But the government countered the comments, insisting the money did not come from funds which would have been used for such projects.
Talk of the money having been "stolen from the poor" was not a reflection of reality, said Barcelo.
Barcelo's art an "act of resistance"
The Spaniard's team included 20 specialists ranging from a speleologist and a cook to architects and engineers.
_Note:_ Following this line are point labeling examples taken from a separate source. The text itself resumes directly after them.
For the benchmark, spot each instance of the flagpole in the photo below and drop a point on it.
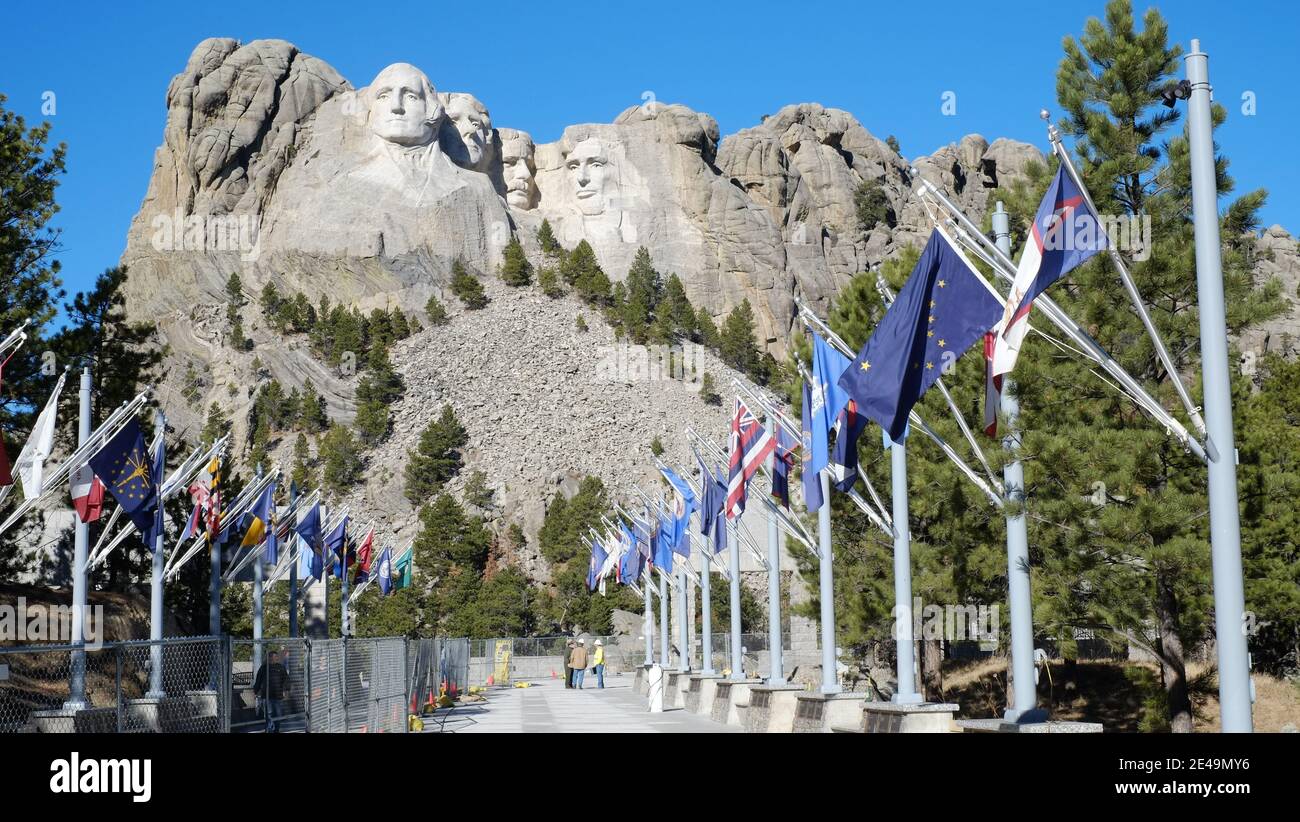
(776, 667)
(1234, 661)
(906, 689)
(156, 587)
(1023, 673)
(664, 602)
(293, 563)
(81, 543)
(737, 658)
(706, 610)
(648, 621)
(826, 588)
(683, 634)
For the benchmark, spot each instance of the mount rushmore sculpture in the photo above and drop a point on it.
(274, 167)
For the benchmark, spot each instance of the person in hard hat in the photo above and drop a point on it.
(568, 666)
(598, 663)
(579, 662)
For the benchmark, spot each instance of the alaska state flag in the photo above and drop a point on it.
(941, 310)
(124, 464)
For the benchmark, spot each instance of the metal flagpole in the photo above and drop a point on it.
(1023, 673)
(706, 609)
(81, 541)
(776, 669)
(1234, 661)
(664, 602)
(258, 613)
(737, 662)
(826, 588)
(683, 635)
(293, 563)
(156, 591)
(648, 622)
(906, 691)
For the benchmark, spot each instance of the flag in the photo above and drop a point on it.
(1065, 233)
(810, 475)
(364, 556)
(844, 455)
(310, 532)
(31, 458)
(629, 561)
(941, 311)
(597, 561)
(124, 466)
(783, 457)
(336, 541)
(750, 445)
(402, 567)
(87, 493)
(683, 506)
(385, 571)
(259, 517)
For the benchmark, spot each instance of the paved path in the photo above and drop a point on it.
(547, 706)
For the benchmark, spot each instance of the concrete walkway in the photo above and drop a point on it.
(547, 706)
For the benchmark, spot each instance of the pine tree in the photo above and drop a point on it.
(436, 312)
(467, 288)
(437, 458)
(515, 269)
(736, 341)
(341, 459)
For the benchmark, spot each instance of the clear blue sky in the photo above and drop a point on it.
(544, 65)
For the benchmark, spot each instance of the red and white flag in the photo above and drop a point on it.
(750, 446)
(87, 494)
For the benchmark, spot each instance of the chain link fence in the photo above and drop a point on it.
(177, 686)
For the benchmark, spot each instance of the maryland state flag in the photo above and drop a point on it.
(259, 517)
(124, 464)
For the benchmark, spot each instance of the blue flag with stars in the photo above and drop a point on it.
(943, 308)
(124, 466)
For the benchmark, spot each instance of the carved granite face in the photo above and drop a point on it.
(592, 174)
(473, 124)
(518, 168)
(404, 108)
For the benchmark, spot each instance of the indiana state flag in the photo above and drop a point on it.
(944, 307)
(124, 464)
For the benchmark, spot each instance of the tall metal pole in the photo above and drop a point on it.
(776, 667)
(826, 591)
(258, 611)
(648, 622)
(737, 662)
(1234, 662)
(683, 634)
(906, 691)
(81, 544)
(706, 611)
(156, 593)
(664, 645)
(293, 566)
(1023, 674)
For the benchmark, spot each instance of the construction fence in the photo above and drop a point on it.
(209, 686)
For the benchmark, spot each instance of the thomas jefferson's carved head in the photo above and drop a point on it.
(403, 106)
(473, 125)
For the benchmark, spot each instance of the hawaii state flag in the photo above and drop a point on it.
(750, 445)
(1065, 233)
(87, 494)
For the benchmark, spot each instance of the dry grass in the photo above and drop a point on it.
(1122, 696)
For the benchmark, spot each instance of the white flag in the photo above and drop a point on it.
(31, 459)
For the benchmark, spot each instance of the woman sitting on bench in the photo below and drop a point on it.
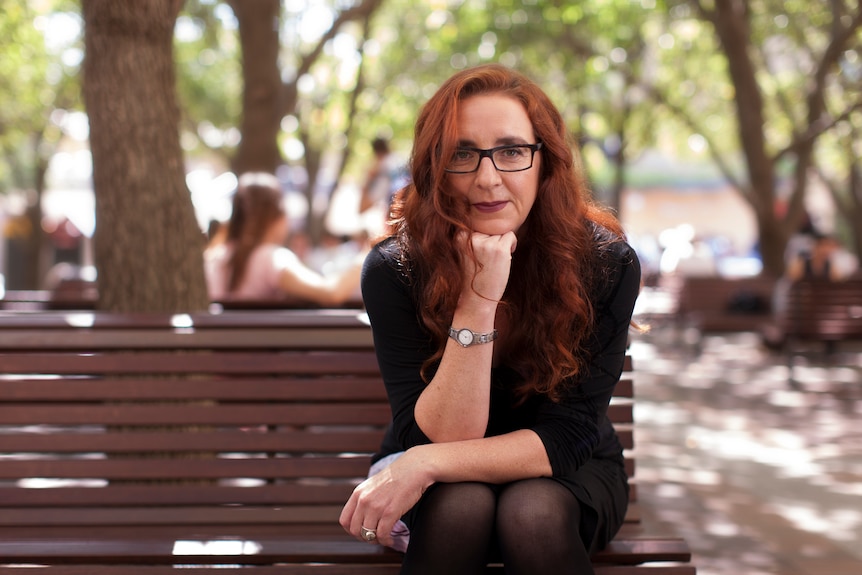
(500, 307)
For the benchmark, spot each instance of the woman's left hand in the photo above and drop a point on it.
(379, 502)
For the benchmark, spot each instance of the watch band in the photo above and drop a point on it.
(467, 337)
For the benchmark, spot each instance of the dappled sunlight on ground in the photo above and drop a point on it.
(761, 474)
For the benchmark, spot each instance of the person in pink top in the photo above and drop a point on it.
(250, 262)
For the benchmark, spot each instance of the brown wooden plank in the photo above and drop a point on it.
(243, 363)
(299, 318)
(196, 413)
(312, 569)
(299, 550)
(342, 387)
(175, 339)
(337, 388)
(151, 468)
(319, 440)
(179, 495)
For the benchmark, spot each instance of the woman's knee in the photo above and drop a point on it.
(537, 506)
(458, 503)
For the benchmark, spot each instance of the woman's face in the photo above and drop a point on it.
(499, 201)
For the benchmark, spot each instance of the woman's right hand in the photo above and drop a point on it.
(379, 502)
(488, 275)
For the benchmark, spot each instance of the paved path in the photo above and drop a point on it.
(761, 477)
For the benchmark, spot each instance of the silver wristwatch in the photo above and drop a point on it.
(467, 337)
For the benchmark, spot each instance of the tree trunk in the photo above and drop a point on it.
(261, 106)
(732, 28)
(148, 245)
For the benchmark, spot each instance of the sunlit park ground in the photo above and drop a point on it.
(760, 475)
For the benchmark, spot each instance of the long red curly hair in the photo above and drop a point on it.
(547, 297)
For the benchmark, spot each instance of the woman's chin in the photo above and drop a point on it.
(496, 228)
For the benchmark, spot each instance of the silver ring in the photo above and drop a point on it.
(367, 534)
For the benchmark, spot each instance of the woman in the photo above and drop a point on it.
(500, 308)
(251, 262)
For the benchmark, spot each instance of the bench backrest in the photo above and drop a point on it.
(718, 294)
(824, 309)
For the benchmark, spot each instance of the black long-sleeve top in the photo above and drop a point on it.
(573, 429)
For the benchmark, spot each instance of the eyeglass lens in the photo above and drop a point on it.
(505, 158)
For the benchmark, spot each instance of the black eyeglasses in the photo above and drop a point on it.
(509, 158)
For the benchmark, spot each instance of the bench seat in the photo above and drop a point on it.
(129, 445)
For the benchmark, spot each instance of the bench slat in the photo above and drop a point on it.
(186, 468)
(241, 363)
(289, 548)
(181, 413)
(126, 434)
(317, 440)
(326, 388)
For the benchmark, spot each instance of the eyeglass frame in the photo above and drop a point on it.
(489, 153)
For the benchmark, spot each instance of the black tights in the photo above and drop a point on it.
(532, 525)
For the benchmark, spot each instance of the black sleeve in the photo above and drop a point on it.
(401, 343)
(577, 428)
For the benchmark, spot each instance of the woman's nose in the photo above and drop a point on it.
(487, 174)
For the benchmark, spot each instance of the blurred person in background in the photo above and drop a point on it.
(247, 259)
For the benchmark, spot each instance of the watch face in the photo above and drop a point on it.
(465, 337)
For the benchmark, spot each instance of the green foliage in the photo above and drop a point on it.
(39, 57)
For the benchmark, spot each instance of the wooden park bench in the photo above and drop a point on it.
(138, 444)
(818, 313)
(713, 304)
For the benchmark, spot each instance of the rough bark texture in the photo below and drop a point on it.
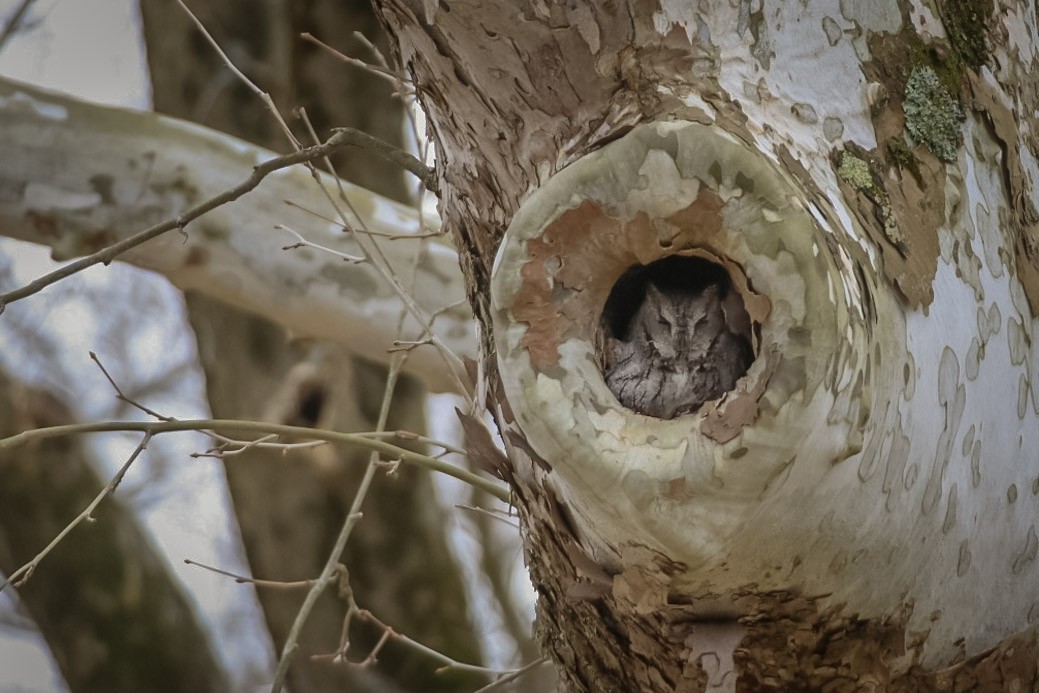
(514, 94)
(290, 508)
(104, 600)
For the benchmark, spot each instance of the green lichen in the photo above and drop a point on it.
(855, 172)
(933, 116)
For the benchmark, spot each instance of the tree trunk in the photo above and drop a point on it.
(290, 508)
(848, 196)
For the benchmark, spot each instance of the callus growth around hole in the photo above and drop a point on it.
(676, 336)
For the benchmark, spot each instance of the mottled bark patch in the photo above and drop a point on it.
(676, 336)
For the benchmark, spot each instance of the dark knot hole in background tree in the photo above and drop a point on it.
(675, 336)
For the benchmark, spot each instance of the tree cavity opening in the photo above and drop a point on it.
(675, 335)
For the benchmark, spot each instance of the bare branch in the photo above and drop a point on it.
(21, 576)
(112, 251)
(271, 584)
(361, 441)
(16, 22)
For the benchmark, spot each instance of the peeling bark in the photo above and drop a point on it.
(832, 522)
(77, 177)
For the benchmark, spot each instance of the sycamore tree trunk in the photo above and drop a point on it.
(795, 447)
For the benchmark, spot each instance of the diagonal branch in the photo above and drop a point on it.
(80, 178)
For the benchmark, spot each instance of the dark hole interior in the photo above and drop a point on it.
(675, 336)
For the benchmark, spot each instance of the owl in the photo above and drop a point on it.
(681, 348)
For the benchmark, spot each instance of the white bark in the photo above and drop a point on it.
(881, 450)
(77, 177)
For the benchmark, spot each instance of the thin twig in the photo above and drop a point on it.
(245, 80)
(15, 22)
(272, 584)
(112, 251)
(395, 156)
(493, 513)
(156, 427)
(124, 398)
(330, 567)
(22, 575)
(303, 243)
(367, 232)
(378, 71)
(512, 675)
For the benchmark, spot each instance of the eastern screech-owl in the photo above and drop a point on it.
(681, 349)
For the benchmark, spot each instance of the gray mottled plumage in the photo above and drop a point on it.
(681, 349)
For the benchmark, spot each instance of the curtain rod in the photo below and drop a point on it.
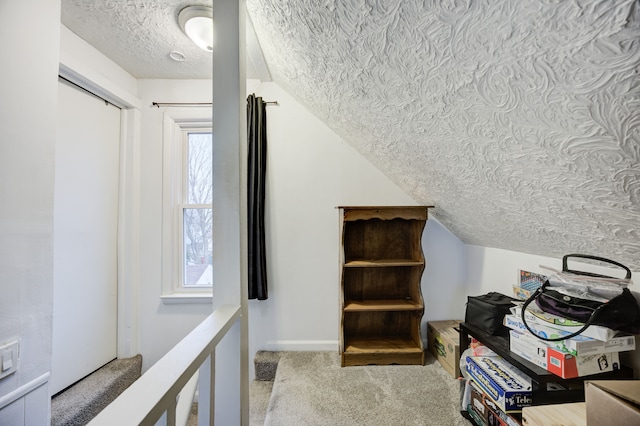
(106, 102)
(159, 104)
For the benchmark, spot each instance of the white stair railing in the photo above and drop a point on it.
(152, 399)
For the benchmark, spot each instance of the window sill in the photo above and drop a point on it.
(187, 298)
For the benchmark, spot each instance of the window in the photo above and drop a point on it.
(196, 212)
(187, 272)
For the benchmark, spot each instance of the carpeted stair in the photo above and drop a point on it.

Special machinery was designed to create the artificial stalactites some of which weigh more than 50 kilograms (110 pounds).
Thirty-five tons of paint was used on the work, which measures 1,400 square meters (15,000 square feet).
Spanish Foreign Minister Moratinos has defended the pricetag on Barcelo's piece
Barcelo, who has mastered nearly all artistic techniques -- ranging from painting and sculpture to performance art -- soared to fame early in his career and is now regarded as one of the world's top contemporary artists.
Dividing his time between his native Majorca, Paris and Mali in West Africa, Barcelo has absorbed a wide range of influences such as European baroque and other African styles.
"To think that art has made a lot of progress between (the cave paintings of) Altamira and (Paul) Cezanne is a vain and Western attempt," says the artist, who has described painting as "mud that I stir with a stick."
Fascinated by processes of transformation on land and in the sea, Barcelo sees his art as an "organized chaos" and as an "act of resistance."
Among his other projects is a collection of modern terracotta murals created for a Gothic chapel in the cathedral of Palma de Majorca, which was finished in 2007.
But with such venerated work behind him, the award-winning artist has vowed not to become an "official dinosaur."
"I don't want to spend my life doing mega-projects or big pharaonic works," he insists.